Anthropic sent senior technical staff to Washington to resolve the Mythos export-control dispute after Amazon CEO Andy Jassy triggered the shutdown
Anthropic flew senior technical staff to Washington and opened a round of virtual and in-person meetings with White House officials on June 14, 2026, in an effort to end the export-control crisis that has kept Fable 5 and its underlying Mythos 5 model offline since June 12. A separate Fortune report published the same day named Amazon CEO Andy Jassy as the person whose warning to senior administration officials set the shutdown in motion.
What happened
The immediate trigger, per Fortune, was a demonstration by Amazon researchers who used a series of prompts to extract Mythos-class model outputs related to cyberattacks in ways that Fable 5's safeguards were supposed to block. Jassy passed those findings to senior administration officials before the Commerce Department acted.
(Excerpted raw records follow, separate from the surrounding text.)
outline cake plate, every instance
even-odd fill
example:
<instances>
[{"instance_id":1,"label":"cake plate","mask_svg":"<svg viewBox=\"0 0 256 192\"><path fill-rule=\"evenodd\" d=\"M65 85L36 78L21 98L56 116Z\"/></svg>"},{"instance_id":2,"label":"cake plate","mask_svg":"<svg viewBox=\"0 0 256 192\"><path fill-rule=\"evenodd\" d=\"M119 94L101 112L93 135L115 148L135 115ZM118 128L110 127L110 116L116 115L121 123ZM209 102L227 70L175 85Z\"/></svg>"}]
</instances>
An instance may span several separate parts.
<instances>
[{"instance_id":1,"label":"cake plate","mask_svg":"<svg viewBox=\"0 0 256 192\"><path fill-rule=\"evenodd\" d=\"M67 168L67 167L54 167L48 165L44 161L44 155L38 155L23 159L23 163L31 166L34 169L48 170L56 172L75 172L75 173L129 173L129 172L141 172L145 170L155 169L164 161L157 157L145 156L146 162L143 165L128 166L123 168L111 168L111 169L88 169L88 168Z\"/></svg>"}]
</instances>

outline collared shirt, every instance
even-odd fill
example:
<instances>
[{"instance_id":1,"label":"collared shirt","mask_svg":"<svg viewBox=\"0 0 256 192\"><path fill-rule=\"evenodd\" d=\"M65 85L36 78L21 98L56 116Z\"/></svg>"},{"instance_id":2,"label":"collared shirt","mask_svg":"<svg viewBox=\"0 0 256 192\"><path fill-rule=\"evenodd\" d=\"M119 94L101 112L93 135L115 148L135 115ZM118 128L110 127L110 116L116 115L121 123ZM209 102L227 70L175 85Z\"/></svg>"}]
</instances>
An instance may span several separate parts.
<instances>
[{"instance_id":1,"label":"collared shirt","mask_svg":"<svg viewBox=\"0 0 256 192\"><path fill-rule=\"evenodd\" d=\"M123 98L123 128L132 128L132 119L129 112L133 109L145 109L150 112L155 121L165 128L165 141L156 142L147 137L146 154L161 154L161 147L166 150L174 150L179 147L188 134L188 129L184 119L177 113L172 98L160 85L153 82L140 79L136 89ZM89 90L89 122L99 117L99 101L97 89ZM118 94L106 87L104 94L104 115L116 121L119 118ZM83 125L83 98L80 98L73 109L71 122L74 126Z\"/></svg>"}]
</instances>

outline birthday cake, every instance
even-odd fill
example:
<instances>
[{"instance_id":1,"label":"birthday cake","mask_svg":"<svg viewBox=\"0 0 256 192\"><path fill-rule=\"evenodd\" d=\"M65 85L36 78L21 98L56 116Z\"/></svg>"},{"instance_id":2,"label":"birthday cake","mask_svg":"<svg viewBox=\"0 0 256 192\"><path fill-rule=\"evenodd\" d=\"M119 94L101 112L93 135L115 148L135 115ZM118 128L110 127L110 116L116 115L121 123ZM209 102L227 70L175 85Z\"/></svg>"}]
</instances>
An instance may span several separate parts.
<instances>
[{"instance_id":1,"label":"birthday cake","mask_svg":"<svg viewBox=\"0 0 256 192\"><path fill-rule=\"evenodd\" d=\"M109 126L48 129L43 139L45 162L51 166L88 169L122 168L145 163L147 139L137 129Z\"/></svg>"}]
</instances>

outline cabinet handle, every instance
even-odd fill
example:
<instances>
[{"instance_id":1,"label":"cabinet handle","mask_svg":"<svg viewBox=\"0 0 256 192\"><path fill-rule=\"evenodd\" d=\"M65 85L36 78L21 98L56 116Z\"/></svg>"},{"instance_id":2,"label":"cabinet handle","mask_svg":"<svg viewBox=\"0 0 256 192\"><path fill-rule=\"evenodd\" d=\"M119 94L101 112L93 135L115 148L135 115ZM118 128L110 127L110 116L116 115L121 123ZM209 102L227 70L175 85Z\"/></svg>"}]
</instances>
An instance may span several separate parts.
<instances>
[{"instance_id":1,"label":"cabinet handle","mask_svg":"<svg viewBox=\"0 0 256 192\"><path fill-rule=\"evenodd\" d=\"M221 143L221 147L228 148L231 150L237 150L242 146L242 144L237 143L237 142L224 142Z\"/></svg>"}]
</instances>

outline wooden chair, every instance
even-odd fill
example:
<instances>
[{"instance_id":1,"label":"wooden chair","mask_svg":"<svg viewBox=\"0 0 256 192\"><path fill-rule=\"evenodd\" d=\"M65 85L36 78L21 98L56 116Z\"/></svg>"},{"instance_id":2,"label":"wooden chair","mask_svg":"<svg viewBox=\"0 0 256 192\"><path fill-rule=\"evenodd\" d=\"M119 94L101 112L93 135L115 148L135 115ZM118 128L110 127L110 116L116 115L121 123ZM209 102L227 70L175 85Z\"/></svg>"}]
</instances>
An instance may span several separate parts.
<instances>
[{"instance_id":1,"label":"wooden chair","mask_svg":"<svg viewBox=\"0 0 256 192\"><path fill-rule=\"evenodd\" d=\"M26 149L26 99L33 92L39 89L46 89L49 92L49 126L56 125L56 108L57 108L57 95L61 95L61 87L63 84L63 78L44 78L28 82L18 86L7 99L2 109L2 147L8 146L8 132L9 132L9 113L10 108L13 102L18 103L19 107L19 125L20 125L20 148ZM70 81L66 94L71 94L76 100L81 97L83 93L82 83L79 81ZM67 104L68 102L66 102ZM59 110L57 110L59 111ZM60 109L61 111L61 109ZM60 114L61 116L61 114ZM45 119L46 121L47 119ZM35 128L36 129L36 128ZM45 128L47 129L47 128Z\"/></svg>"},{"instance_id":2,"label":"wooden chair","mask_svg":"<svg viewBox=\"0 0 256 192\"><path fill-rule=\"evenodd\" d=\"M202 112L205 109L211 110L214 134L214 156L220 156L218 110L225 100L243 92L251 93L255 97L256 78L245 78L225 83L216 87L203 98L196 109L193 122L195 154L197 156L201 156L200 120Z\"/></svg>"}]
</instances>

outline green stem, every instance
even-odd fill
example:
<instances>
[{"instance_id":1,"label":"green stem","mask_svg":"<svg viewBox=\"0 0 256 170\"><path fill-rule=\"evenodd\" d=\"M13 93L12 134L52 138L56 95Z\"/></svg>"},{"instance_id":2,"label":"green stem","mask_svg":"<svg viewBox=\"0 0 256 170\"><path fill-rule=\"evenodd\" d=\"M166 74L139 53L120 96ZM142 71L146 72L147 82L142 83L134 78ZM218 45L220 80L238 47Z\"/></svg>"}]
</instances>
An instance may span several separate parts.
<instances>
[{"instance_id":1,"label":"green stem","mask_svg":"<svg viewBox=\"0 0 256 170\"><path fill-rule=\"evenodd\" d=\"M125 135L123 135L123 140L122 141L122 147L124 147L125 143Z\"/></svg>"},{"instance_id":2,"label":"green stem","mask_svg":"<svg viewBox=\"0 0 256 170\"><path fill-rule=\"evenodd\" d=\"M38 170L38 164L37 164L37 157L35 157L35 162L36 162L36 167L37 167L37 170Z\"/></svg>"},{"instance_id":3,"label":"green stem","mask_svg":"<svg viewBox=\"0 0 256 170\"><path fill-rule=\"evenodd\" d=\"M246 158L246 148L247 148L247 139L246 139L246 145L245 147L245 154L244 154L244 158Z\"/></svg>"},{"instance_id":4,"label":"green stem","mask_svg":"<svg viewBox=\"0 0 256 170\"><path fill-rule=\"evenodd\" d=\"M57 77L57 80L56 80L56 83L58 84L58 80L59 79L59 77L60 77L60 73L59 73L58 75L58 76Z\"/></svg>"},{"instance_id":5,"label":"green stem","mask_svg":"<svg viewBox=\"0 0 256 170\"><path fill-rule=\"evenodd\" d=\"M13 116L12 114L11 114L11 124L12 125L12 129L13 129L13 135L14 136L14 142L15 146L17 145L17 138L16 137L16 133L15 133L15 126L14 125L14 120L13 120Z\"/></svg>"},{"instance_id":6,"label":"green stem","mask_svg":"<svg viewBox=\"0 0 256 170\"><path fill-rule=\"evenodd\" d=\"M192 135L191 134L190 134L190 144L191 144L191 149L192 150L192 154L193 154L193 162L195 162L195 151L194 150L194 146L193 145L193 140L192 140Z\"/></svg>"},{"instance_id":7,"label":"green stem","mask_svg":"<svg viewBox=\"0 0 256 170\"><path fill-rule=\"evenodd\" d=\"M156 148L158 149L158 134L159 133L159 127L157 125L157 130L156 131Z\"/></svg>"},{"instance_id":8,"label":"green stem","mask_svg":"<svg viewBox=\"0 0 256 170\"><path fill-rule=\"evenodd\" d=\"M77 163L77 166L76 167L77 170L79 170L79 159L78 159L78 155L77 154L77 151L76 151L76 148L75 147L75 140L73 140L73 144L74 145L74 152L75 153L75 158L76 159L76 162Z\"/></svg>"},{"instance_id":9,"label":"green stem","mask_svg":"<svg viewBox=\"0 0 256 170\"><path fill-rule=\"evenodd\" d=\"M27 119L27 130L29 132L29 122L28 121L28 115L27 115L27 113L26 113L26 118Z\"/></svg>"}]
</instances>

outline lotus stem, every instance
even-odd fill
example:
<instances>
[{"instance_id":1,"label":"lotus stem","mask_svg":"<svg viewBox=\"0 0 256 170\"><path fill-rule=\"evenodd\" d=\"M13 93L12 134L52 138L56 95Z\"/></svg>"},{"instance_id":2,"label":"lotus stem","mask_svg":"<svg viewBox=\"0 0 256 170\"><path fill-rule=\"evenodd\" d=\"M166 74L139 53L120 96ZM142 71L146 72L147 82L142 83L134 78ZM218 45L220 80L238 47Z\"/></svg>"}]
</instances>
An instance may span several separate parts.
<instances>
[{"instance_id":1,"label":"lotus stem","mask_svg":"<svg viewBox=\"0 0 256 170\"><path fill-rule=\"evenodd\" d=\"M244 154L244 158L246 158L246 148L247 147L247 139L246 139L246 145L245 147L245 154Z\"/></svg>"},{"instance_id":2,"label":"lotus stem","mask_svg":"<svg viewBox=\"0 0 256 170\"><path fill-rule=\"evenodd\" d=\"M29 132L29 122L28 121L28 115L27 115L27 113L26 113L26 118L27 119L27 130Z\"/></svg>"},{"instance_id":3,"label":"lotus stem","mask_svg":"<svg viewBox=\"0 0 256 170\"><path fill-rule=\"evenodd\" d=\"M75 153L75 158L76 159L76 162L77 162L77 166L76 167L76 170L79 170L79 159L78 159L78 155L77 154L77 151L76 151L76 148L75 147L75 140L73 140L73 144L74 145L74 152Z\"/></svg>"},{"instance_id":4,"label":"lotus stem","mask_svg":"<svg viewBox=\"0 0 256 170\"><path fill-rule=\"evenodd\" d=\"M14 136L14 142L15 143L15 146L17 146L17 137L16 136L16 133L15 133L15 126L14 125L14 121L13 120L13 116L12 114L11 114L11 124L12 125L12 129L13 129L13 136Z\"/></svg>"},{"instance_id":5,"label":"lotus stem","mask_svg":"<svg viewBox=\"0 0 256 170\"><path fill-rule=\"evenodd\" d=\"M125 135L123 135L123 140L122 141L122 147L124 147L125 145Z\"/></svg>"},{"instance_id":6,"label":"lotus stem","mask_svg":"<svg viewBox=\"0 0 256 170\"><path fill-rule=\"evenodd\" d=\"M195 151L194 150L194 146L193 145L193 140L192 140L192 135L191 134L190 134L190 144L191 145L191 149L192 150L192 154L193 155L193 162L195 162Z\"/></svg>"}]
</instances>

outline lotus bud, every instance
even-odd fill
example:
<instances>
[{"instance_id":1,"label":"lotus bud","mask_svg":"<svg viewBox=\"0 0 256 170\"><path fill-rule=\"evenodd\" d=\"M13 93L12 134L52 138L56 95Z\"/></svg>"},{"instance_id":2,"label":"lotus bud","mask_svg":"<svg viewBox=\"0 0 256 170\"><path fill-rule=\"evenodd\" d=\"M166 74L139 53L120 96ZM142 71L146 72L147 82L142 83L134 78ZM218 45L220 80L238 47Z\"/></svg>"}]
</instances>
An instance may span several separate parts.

Whether Amazon conducted the tests on its own initiative or at the government's request remained unclear at publication time. An Amazon spokesperson told Fortune: "As a leading cloud provider that serves a large number of private and public sector customers, it's not uncommon for governments to seek our counsel on potential security risks. When they occur, we don't share the details of these discussions."
Anthropic received the Commerce Department directive at 5:21 pm Eastern Time on June 12, per Anthropic's own blog post, and said the letter did not provide specific details of the government's national security concern. The company was reportedly given 90 minutes to pull both models. Because the directive barred distribution to any foreign national, including non-citizen employees inside the US, Anthropic concluded it had no choice but to disable the models for all users. Its less powerful Claude models, including Claude Opus 4.8, were not affected.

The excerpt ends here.